Troubleshooting serialization problems in Web API

I see many questions on Stackoverflow and the MSDN forums where people are having difficulty because the objects they are trying to return from there API are not being serialized as they expect.  Consider you have an API action that looks like this:

public Foo GetFoo() {   
   var foo = new Foo();   
   return foo;
}

What are you supposed to do to debug what is going wrong here when your Foo just isn’t serializing as you expect?  You could setup a trace writer as is demonstrated by Mike Wasson here. That will show you some very useful information, but maybe not enough.

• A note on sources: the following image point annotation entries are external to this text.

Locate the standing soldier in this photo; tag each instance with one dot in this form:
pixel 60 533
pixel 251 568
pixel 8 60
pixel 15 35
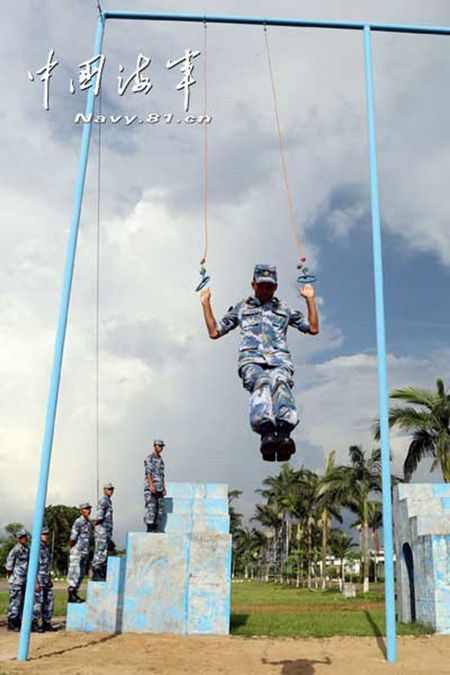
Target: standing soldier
pixel 16 569
pixel 265 365
pixel 103 533
pixel 154 486
pixel 43 599
pixel 79 551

It is handy to know that the above action is functionally equivalent to the following,

public HttpResponseMessage Get() {
   
   // Create the object to return
   var foo = new Foo();

   // Get the default ContentNegotiation service
   var negotiator = Configuration.Services.GetService(typeof (IContentNegotiator))                                                            as IContentNegotiator;

   // Negotiate the appropriate formatter based on the request and available formatters
   var negotiationResult = negotiator.Negotiate(typeof (Foo), Request,                                                  Configuration.Formatters);

   // Create an ObjectContent that is used to create the HTTP payload
   var content = new ObjectContent<Foo>(foo, negotiationResult.Formatter);
   content.Headers.ContentType = negotiationResult.MediaType;

   //Force the ObjectContent to serialize the Foo using the Formatter
   content.LoadIntoBufferAsync().Wait();
   
   // Return a HttpResponseMessage with the Content
   return new HttpResponseMessage {Content = content};
}

The advantage of this method is you can breakpoint and identify what formatter is being selected and you can see the Content object before it is returned.  Forcing the content to LoadIntoBuffer before returning allows you to see if a failure occurs during serialization.

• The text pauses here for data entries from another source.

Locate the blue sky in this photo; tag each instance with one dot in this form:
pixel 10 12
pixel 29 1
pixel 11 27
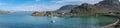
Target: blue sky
pixel 39 5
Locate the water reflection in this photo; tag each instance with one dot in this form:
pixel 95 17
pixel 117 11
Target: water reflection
pixel 26 21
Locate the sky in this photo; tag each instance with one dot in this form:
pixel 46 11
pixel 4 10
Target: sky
pixel 39 5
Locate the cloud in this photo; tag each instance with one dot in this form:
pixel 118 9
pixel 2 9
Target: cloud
pixel 54 5
pixel 37 0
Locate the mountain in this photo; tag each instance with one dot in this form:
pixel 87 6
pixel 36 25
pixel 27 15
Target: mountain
pixel 104 6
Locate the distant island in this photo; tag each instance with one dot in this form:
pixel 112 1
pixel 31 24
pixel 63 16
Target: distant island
pixel 105 7
pixel 4 12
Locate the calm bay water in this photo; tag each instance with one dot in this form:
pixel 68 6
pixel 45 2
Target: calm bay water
pixel 25 20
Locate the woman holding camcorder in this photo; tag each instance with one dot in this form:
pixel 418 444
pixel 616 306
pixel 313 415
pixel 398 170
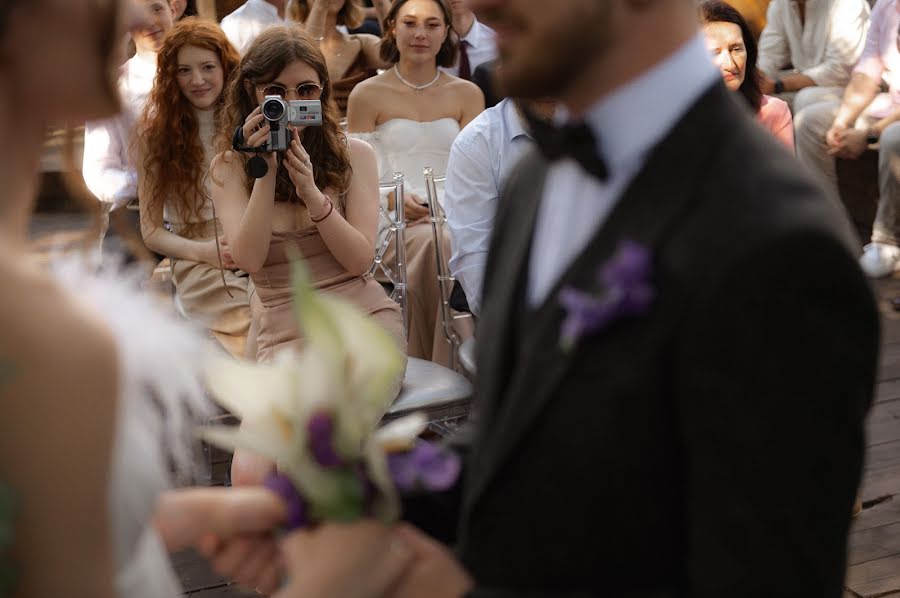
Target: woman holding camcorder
pixel 320 194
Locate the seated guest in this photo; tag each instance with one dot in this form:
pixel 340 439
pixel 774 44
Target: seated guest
pixel 485 78
pixel 414 112
pixel 481 159
pixel 733 50
pixel 477 41
pixel 250 19
pixel 194 63
pixel 351 58
pixel 108 169
pixel 811 44
pixel 320 196
pixel 846 128
pixel 183 8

If you identify that the correct formatter is being used then you can isolate the problem down in a simple test:

[Fact]
public void TestSerialization() {

    var foo = new Foo();

    var formatter = new JsonMediaTypeFormatter();

    var content = new ObjectContent<Foo>(foo, formatter);
    var result = content.ReadAsStringAsync().Result;

    Assert.Equal("{}",result);
}

My guess is that 4 out of 5 times, the problem has nothing to do with the Web API framework at all, but is a limitation of the underlying serializer/parser used by the formatter class.